- Cairn Energy says shareholders' comments played a role in the decision
- Several large shareholders objected to not being consulted, news reports say
- They also said the work being rewarded was a normal part of a CEO's job, the reports say
After pressure from shareholders, Scottish oil firm Cairn Energy has withdrawn a multimillion-dollar bonus for its former CEO.
Cairn said on January 10 its board would recommend Bill Gammell, now its non-executive chairman, receive share awards worth around $3.9 million for his work to successfully sell a controlling stake of the company's India assets in 2011.
Investors were expected to vote on the remuneration recommendation at the company's general meeting at the end of January.

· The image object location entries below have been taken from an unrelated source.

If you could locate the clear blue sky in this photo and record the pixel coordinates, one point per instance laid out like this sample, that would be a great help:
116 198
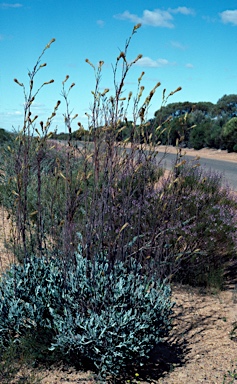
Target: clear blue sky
192 44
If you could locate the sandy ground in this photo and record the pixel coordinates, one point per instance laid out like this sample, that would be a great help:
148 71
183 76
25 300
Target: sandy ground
216 154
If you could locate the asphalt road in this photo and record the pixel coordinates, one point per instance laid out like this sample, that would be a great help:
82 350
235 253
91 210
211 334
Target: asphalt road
226 168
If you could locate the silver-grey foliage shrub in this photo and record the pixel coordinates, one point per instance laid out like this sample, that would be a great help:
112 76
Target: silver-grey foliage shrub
112 315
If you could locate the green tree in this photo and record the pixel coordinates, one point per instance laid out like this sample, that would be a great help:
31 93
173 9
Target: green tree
229 135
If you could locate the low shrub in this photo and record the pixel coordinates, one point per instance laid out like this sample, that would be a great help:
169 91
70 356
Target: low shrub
110 315
204 221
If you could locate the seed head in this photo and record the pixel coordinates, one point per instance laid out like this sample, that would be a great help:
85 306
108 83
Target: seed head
137 26
16 81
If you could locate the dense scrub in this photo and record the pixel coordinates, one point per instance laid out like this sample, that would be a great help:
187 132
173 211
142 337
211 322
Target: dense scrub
135 231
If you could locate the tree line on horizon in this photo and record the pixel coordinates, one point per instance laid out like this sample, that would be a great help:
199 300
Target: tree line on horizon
194 125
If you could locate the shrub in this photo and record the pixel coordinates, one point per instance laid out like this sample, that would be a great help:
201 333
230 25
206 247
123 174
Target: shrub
112 315
204 221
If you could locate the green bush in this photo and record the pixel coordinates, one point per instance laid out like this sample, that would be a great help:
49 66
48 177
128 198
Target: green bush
112 315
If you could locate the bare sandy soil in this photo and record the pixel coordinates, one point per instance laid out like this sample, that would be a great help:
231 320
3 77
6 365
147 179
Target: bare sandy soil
203 153
201 350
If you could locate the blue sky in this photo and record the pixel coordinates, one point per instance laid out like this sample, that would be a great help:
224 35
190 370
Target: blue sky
184 43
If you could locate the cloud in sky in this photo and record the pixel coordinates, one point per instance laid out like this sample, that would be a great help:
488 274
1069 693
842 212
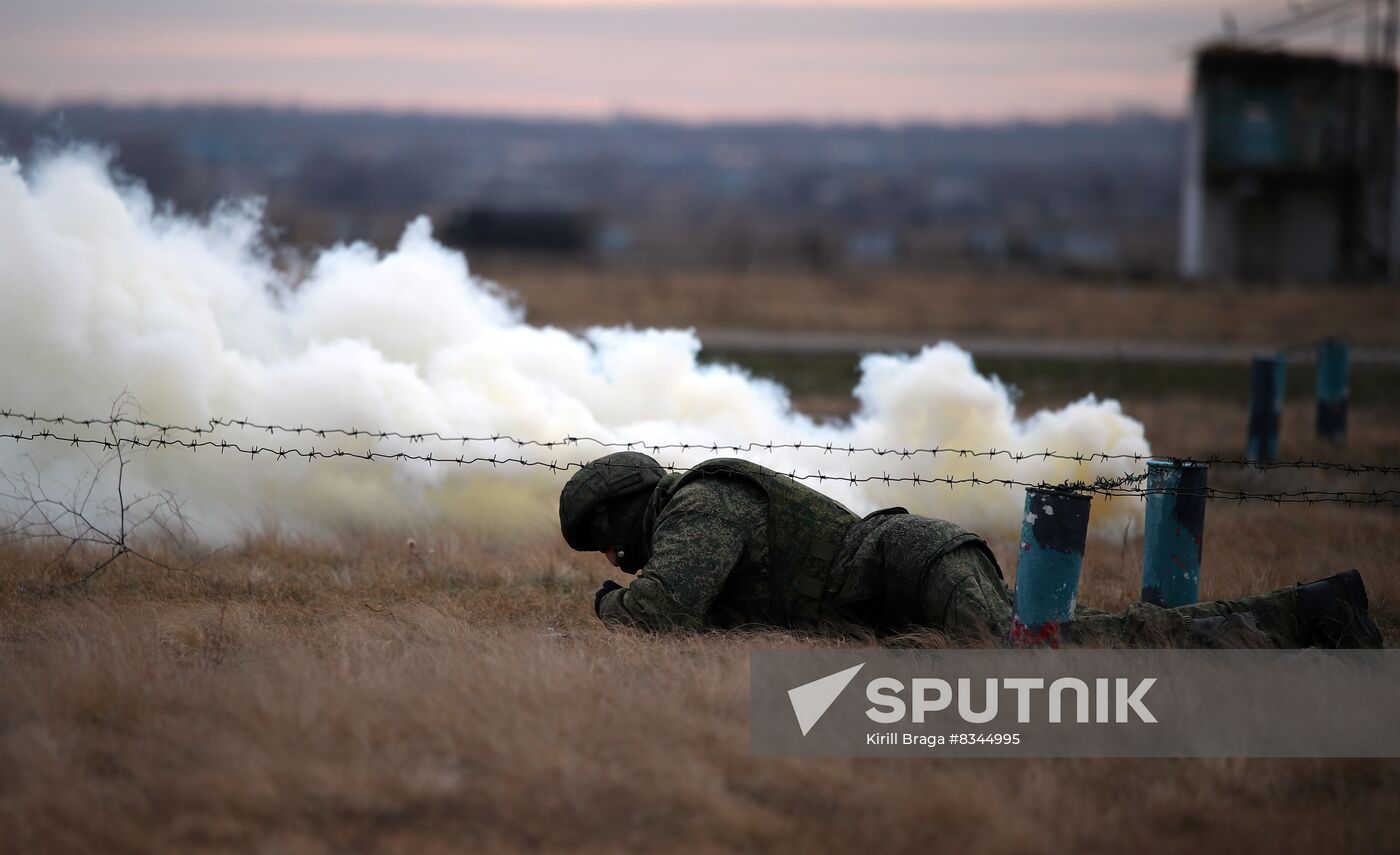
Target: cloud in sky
912 59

In an announcement Tuesday to the London Stock Exchange, Cairn said it was withdrawing the bonus after it "noted the comments received from several institutional shareholders and their representative bodies in connection with the proposed share award."
Local media reports say some large institutional shareholders objected to a bonus for what is seen as the normal duties of a CEO and for not being consulted before the proposal was made public.
The withdrawal came one day after the British Parliament debated executive pay. The government is looking at ways to give shareholders more control over executive pay and bonuses in light of the recent economic crisis.
Cairn shares closed down 3.4% in London trading Tuesday.